3. “Altı aydır cigara içmiyorum. İrademi terbiye etmeye, bilincime hakim olmaya çalışıyorum. Kumruları yaşatıyorum kafamda şimdi. Yoksul kumruları. Onlar benim için hüzündür şimdi.”
4. “Uzun, yorucu, düşündürücü günler geçti. Okudukça yeni bir eksik, yeni bir bilinmeyenle karşılaşıyor insan. Dünya, insan, toplum çok bilinmeyenli denklemler gibi. Okumak, düşünmek ve çözmek. İşte hapishanedeki işim.”

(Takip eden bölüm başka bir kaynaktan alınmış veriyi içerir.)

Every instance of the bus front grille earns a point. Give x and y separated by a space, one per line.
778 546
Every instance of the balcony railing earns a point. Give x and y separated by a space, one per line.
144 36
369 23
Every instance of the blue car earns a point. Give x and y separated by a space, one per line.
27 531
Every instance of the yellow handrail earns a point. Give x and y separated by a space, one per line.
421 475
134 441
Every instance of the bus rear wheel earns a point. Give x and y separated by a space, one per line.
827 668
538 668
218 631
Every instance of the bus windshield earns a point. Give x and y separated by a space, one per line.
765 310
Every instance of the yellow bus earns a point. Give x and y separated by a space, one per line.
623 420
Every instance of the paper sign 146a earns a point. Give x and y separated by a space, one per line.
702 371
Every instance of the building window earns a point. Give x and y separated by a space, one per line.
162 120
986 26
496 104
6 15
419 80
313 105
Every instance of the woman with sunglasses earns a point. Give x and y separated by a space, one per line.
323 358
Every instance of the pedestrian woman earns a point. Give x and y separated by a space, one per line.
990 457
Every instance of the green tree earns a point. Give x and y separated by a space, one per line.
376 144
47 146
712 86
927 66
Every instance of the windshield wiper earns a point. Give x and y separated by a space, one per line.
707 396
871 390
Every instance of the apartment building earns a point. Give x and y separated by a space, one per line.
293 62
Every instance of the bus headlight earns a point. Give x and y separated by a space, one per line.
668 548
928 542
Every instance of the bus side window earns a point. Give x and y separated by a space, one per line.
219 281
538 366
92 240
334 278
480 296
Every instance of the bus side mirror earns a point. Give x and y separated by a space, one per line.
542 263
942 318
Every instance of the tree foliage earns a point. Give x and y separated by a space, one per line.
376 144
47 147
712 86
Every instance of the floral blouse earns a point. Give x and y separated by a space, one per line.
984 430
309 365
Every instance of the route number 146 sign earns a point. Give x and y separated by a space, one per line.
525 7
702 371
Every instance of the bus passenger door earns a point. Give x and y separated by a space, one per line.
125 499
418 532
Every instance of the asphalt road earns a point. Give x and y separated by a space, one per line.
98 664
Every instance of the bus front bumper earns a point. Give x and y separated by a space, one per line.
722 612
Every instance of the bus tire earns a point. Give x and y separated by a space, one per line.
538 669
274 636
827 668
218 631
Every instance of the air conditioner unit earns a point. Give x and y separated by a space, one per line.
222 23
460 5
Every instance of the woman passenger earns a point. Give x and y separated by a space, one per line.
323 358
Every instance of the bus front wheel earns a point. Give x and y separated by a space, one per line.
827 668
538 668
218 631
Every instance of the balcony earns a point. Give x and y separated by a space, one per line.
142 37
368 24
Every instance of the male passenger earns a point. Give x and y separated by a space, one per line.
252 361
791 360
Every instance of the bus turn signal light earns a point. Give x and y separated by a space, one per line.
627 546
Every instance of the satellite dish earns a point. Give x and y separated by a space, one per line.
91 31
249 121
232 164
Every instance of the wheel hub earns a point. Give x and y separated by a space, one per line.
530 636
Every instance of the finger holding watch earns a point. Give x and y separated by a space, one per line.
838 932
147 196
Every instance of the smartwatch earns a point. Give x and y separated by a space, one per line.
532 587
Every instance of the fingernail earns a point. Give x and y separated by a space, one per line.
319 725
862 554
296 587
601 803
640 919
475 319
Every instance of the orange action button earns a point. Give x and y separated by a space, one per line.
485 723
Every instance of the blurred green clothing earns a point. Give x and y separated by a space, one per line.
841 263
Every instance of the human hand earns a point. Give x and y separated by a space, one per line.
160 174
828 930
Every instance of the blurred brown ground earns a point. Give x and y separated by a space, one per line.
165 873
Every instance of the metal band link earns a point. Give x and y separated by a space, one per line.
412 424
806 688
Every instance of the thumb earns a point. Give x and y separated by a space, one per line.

5. “Mart, nisan Adana’nın coşkun, güzellik günleridir. O coşkunluğu içimde olanca etkisiyle duyuyorum. Her gün binlerce çiçek açıyor içimde, renk renk, türlü türlü.”
6. “Maddi ve manevi her şeyin kaynağı halktır. Sarayları yapan ve yıkan o. Toprağa eken, biçen, mezarları kazan, gül fidanını budayan, tarihleri yaratan o. Hep o. Sanatın yaratıcısı da odur. Halktır.”
7. “Kışın ilk belirtileri başladı. Üşüyoruz artık. Bir zamanlar mahpushane edebiyatının malı saydığımız yün çoraplara, uzun donlara vs. ihtiyacımız olacağa benzer.”
8. “Ne zaman bir kumru gelse aklıma, lise çağlarımın çocuksu, özlem dolu pırıltılarını düşünürüm. Ne çok isterdim Adana’ya geldiğim zaman yalnız dolaşmayı.”
9. “İnsana, hayata bakarken amacımız onu temellendiren, biçimlendiren ‘gerçeği’ kavramaktır. Burada karşımıza çıkan en önemli sorun budur.”
10. “Gerçek nedir? Nedir bizi konuşturan, düşündüren, kavga ettiren, iyi olmaya zorlayan, neşelendiren? Nedir bizi hesaplı yapan, korkutan, endişelendiren?”
11. “Bir yerlerde aklımız bazı sırları çözmekle yetersiz kalıyor… Kendime soruyorum; kimim, neyim diyorum.”
12. “Yılmaz Güney efsanesi artık bitti diyorlarmış. Oysa daha yeni başladığının farkında değiller. Bacım ve babam üzülmüş olmalılar.”